When they start off, they’re microscopic– or, you know, the size a single-celled creature usually is. Depending on environmental conditions, they can either be relatively rigid and flagellated (having little tails that helps them move), or behave like amoebas, resembling a tiny version of their grown-up selves. These baby slime molds are pretty standard single-celled organisms; like I said before, they’re tiny, but they also crucially have only one nucleus (also containing only one set of chromosomes), which seriously limits their growth. Adult slime molds could solve this no-problemo by just splitting up the one nucleus into many nuclei, but babies can’t really do this yet. If a baby wants more nuclei, it has to find a friend to essentially fuse with, so two individuals become one. It is only at this point that the slime can begin to split up its nuclei and start to get big.


© Angela R Scarborough

Now, if you paid good attention in your high school biology class, this whole process might sound awfully familiar. Two cells with only half the usual amount of chromosomes fusing into one cell that can split up in some way? Isn’t that just plain-old sexual reproduction?!

And– it is! This stage (lettered G and H in the above image) is considered to be a stage of the reproductive process, which is just… ?!?!!?!? All the articles and papers I’m reading behind the scenes here just completely gloss over it as if it isn’t freaking WILD!
Like, seriously, is it not absolutely crazy that slimes reproduce this way? Basically having to do it twice?? And, depending on the species, the babies might live for WEEKS before mating, so it’s hardly a temporary thing.
Do I just not know enough about reproduction methods? You only ever really hear about how animals do it, sometimes plants, and it’s never this strange! Maybe this sort of tomfoolery is actually super common if you think about life as a whole, and they just don’t tell you about it.
Who knows. I don’t. Not right now, that is. I will know one day.

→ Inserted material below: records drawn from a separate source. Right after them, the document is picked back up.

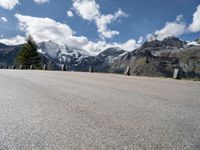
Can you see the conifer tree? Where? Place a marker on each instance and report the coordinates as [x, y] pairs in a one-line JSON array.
[[28, 54]]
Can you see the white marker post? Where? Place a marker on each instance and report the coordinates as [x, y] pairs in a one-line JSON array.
[[127, 72], [176, 71]]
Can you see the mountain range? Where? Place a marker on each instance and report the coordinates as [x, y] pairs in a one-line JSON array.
[[153, 58]]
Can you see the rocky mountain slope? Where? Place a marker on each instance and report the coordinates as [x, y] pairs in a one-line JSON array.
[[153, 58], [8, 53], [160, 58]]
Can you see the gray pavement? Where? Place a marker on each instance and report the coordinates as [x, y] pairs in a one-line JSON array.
[[44, 110]]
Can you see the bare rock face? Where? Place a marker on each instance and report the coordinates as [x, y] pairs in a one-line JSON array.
[[153, 58], [160, 58]]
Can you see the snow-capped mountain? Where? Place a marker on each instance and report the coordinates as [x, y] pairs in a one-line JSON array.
[[62, 54], [153, 58]]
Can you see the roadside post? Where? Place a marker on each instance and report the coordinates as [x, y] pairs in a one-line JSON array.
[[91, 69], [127, 72], [176, 73]]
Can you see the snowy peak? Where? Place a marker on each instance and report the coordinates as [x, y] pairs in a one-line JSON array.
[[111, 53], [169, 42], [62, 54]]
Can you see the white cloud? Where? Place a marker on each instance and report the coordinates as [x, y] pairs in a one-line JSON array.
[[90, 10], [8, 4], [70, 13], [14, 40], [103, 20], [45, 29], [4, 19], [87, 9], [175, 28], [41, 1], [195, 25]]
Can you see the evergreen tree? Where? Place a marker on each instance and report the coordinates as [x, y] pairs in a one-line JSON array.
[[28, 54]]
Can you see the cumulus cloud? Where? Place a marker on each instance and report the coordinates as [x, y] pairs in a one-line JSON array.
[[4, 19], [8, 4], [14, 40], [41, 1], [195, 25], [45, 29], [175, 28], [90, 10], [70, 13]]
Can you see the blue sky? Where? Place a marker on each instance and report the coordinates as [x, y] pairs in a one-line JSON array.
[[97, 24]]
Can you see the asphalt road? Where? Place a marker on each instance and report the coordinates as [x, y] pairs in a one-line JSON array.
[[64, 110]]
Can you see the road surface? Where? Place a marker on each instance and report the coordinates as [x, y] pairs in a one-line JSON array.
[[45, 110]]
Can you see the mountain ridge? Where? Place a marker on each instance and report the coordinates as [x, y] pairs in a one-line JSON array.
[[153, 58]]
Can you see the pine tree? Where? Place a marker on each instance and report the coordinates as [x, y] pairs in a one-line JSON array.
[[28, 54]]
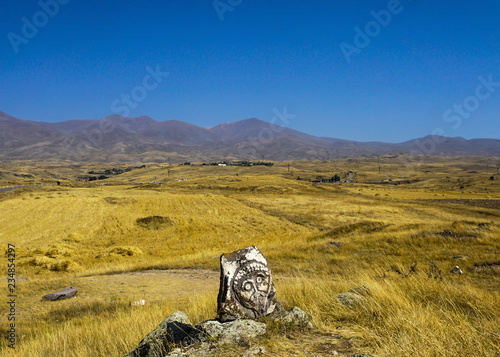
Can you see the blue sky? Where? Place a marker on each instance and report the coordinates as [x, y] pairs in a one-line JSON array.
[[361, 70]]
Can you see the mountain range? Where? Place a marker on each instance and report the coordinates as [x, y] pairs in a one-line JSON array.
[[143, 139]]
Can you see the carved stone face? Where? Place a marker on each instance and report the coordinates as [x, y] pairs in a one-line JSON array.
[[252, 286], [246, 286]]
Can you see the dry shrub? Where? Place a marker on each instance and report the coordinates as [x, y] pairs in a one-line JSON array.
[[74, 238], [126, 251]]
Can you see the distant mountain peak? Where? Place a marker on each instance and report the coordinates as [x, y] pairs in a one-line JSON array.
[[143, 138]]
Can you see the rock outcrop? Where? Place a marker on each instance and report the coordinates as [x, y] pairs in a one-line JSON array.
[[246, 292], [246, 288]]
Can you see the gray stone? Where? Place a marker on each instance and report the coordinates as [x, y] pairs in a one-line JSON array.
[[238, 331], [246, 286], [232, 332], [212, 328], [296, 316], [17, 280], [255, 351], [176, 330], [61, 294], [349, 299]]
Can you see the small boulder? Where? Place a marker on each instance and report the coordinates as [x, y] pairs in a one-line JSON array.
[[61, 294], [175, 330], [350, 299], [456, 270], [246, 288], [297, 317], [239, 331]]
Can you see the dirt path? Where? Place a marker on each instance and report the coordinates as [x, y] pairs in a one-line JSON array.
[[150, 285]]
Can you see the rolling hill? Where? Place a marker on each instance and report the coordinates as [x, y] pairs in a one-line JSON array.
[[121, 139]]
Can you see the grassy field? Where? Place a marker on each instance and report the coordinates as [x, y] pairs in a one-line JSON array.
[[157, 233]]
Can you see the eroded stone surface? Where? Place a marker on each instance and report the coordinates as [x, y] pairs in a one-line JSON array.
[[246, 286], [175, 330]]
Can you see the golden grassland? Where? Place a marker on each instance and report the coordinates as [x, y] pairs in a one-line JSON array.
[[157, 233]]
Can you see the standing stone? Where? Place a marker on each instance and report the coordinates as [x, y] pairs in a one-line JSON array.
[[456, 270], [246, 287]]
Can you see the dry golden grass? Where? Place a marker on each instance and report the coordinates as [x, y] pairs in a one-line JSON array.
[[396, 241]]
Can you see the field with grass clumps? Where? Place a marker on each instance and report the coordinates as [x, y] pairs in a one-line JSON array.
[[389, 238]]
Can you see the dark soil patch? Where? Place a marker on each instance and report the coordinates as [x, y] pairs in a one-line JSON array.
[[154, 222]]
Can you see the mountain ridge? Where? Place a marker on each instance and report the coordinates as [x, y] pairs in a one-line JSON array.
[[126, 139]]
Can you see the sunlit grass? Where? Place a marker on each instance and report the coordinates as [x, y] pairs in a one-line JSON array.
[[320, 240]]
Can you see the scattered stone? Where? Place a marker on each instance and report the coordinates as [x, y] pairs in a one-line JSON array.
[[239, 331], [17, 280], [175, 330], [256, 351], [349, 299], [246, 292], [62, 294], [456, 270], [246, 286], [297, 317], [176, 336]]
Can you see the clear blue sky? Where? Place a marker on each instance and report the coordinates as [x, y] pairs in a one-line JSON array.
[[259, 56]]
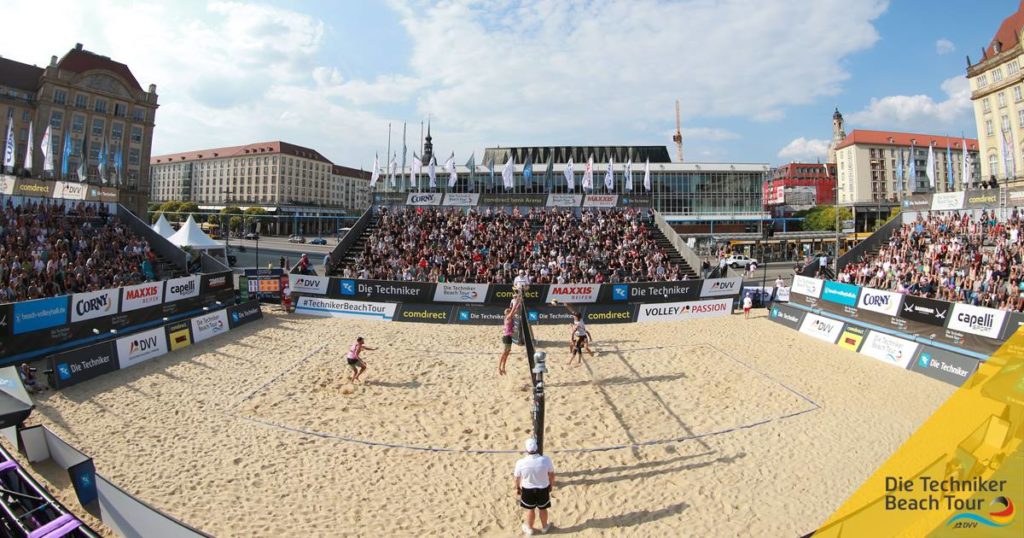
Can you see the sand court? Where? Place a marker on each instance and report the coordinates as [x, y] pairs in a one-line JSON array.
[[710, 427]]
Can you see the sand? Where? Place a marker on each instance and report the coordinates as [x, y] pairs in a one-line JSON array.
[[712, 427]]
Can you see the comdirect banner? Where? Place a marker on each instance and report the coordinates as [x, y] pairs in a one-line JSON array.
[[85, 363]]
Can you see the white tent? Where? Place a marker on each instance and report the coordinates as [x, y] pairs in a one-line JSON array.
[[163, 228]]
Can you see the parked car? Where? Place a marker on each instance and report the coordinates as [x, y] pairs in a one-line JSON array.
[[739, 260]]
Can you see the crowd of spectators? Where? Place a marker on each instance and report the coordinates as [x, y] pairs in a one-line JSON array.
[[54, 249], [554, 246], [952, 257]]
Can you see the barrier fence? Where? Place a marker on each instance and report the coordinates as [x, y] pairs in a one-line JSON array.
[[39, 327]]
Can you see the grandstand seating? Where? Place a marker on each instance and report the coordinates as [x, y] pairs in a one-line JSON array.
[[491, 245]]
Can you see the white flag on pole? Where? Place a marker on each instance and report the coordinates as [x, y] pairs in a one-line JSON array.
[[8, 149], [569, 175], [930, 168], [376, 173], [47, 148], [588, 174], [507, 172]]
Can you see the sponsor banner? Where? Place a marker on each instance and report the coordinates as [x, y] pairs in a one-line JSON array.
[[947, 201], [503, 294], [787, 316], [453, 292], [215, 282], [85, 363], [209, 325], [345, 308], [840, 293], [889, 349], [573, 292], [141, 346], [918, 203], [546, 315], [424, 313], [462, 199], [479, 316], [886, 302], [851, 337], [1015, 321], [40, 314], [921, 309], [601, 201], [239, 315], [636, 200], [7, 184], [308, 284], [34, 188], [977, 320], [70, 190], [384, 290], [424, 199], [183, 288], [684, 311], [821, 328], [93, 304], [178, 335], [982, 199], [564, 200], [141, 295], [495, 199], [653, 291], [721, 287], [610, 314], [944, 366]]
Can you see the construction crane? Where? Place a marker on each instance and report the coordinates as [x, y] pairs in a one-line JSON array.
[[678, 137]]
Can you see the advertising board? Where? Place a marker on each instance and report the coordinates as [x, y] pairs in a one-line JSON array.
[[345, 308]]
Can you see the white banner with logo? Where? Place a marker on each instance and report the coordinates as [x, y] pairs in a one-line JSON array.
[[141, 296], [209, 325], [600, 201], [308, 284], [721, 287], [462, 199], [93, 304], [684, 311], [183, 288], [345, 308], [947, 201], [564, 200], [881, 301], [141, 346], [807, 286], [424, 199], [573, 292], [977, 320], [889, 349], [821, 328], [452, 292]]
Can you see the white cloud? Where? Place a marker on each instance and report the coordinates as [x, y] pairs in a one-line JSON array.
[[944, 46], [805, 150], [537, 72], [921, 112]]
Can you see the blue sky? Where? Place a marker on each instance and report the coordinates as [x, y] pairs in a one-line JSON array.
[[758, 80]]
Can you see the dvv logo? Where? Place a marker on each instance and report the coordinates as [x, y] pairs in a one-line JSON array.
[[1001, 516]]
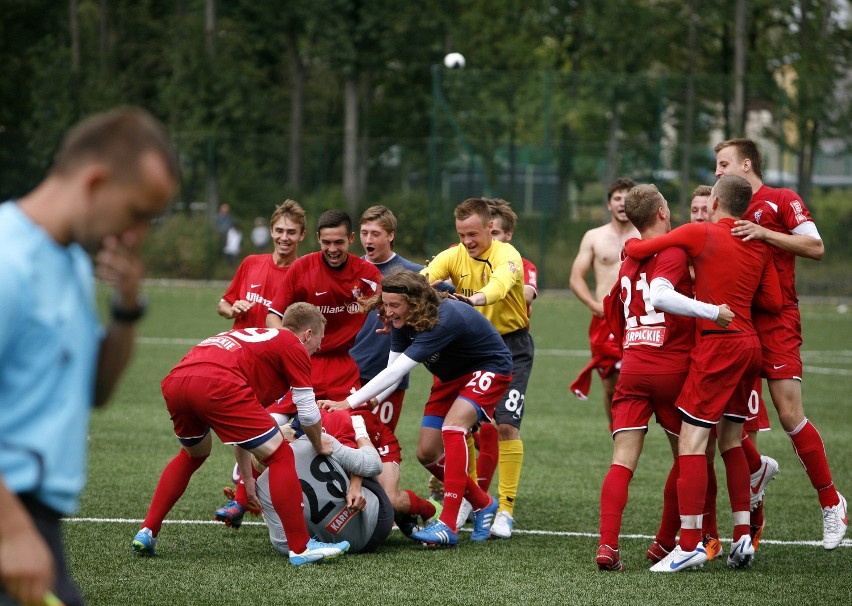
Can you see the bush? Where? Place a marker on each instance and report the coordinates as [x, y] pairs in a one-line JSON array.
[[183, 246]]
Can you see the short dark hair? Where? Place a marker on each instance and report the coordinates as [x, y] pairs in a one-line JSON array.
[[335, 218], [473, 206], [500, 209], [381, 215], [118, 138], [746, 150], [734, 194], [291, 210], [641, 205], [701, 191], [301, 316], [623, 184]]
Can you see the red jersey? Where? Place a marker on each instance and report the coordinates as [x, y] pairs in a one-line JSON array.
[[530, 279], [780, 210], [256, 281], [653, 342], [727, 269], [334, 292], [269, 360]]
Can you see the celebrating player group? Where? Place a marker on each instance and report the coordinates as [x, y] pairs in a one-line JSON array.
[[309, 382]]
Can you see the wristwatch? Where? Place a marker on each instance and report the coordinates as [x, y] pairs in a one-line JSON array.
[[122, 315]]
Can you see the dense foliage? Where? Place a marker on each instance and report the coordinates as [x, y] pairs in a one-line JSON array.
[[347, 102]]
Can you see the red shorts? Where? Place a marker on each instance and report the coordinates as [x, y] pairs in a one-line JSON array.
[[604, 347], [334, 377], [721, 376], [638, 396], [780, 337], [482, 388], [198, 404], [758, 419], [389, 410], [382, 437]]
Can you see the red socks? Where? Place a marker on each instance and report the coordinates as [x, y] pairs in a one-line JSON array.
[[489, 454], [457, 484], [736, 472], [613, 501], [811, 452], [170, 488], [418, 506], [670, 522], [709, 521], [286, 494], [691, 492]]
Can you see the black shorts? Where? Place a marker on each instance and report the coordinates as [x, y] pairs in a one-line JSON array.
[[510, 409], [384, 521]]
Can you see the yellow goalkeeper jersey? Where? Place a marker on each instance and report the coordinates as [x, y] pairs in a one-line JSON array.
[[498, 274]]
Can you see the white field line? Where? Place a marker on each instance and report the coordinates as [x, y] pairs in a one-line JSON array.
[[549, 533]]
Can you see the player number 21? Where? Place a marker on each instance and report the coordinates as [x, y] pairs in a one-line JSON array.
[[481, 380], [652, 316]]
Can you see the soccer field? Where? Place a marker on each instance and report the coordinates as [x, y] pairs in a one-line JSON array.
[[551, 557]]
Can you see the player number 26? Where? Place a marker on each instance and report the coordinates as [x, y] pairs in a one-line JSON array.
[[481, 380]]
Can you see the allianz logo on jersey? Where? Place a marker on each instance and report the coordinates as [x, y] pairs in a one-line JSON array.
[[351, 308], [645, 335], [340, 520], [256, 298]]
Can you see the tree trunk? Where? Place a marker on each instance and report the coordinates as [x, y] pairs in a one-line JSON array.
[[350, 145], [104, 36], [297, 111], [808, 138], [739, 117], [364, 139], [74, 28], [210, 29], [689, 113], [612, 146]]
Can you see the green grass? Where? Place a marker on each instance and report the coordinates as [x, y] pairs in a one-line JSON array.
[[550, 560]]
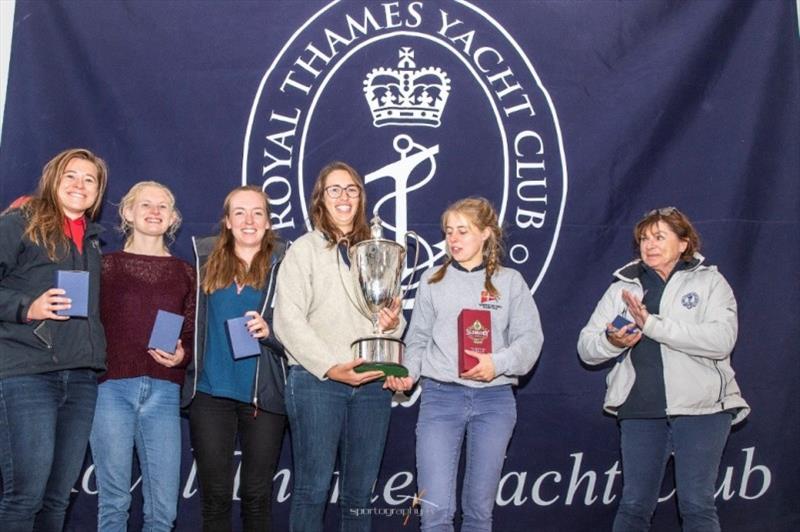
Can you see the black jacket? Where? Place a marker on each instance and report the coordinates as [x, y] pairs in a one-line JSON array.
[[28, 348], [270, 379]]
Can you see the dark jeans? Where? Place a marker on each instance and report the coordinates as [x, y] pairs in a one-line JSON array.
[[697, 443], [45, 421], [215, 423], [326, 417]]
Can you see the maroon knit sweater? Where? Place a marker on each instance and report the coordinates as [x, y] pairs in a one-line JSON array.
[[132, 290]]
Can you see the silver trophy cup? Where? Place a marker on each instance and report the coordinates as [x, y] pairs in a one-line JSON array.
[[376, 271]]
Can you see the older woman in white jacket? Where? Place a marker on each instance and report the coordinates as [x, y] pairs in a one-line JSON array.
[[670, 321]]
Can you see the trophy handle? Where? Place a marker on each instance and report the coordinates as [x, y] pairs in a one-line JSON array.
[[416, 261], [356, 303]]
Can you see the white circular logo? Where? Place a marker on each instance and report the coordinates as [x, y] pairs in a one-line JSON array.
[[431, 102]]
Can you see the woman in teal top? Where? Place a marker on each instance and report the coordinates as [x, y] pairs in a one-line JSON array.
[[229, 398]]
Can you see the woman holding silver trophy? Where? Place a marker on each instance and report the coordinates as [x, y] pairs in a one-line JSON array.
[[333, 409], [474, 331]]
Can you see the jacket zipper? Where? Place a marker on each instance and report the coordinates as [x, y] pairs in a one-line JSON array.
[[196, 318], [721, 382], [258, 362]]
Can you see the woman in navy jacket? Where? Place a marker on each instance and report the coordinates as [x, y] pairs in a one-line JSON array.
[[240, 399], [48, 362]]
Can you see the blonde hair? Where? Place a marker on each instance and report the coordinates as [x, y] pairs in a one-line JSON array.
[[127, 201], [224, 266], [45, 216], [321, 219], [480, 213]]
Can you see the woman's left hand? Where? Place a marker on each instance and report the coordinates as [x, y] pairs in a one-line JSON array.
[[483, 371], [389, 317], [257, 325], [398, 384], [166, 359], [636, 309]]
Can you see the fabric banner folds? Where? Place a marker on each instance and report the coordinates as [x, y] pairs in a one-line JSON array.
[[574, 118]]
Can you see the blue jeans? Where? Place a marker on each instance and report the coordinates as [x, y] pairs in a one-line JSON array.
[[143, 412], [326, 417], [447, 413], [697, 443], [45, 421]]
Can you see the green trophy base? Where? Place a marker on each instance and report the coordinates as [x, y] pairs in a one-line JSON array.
[[388, 369]]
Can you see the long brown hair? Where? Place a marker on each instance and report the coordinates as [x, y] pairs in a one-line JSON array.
[[480, 213], [45, 216], [224, 266], [320, 218]]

Anyways, that tangent over.
After two slimes fuse into one slime, it goes about its slime-y live, creeping around, eating mainly detritus (dead leaves and stuff like that) and bacteria, being totally genius… you know, the works. Then, when the time is right (that is to say, the slime is in DIRE STRAITS), it’ll move into the main part of the reproductive stage.
Depending on the species, it may grow stalks topped with spore-producing “fruiting bodies,” or simply appear to puff up, keeping the tube structure. Then, it will release a bunch of little spores, from which a little amoebae will emerge, and the whole thing starts all the way over.


© Steven L Stephenson

There’s so much to say about myxomycetes, and I can only hope to scratch the surface. That being said, there could be something blindingly obvious that I forgot, so I super encourage you to do more research on your own! There’s always something new to learn with these guys.

* Oh, hi! You’re actually following up on that asterisk, way back near the start of the Feature? I shan’t even jest about it, I think it’s great that you’re curious!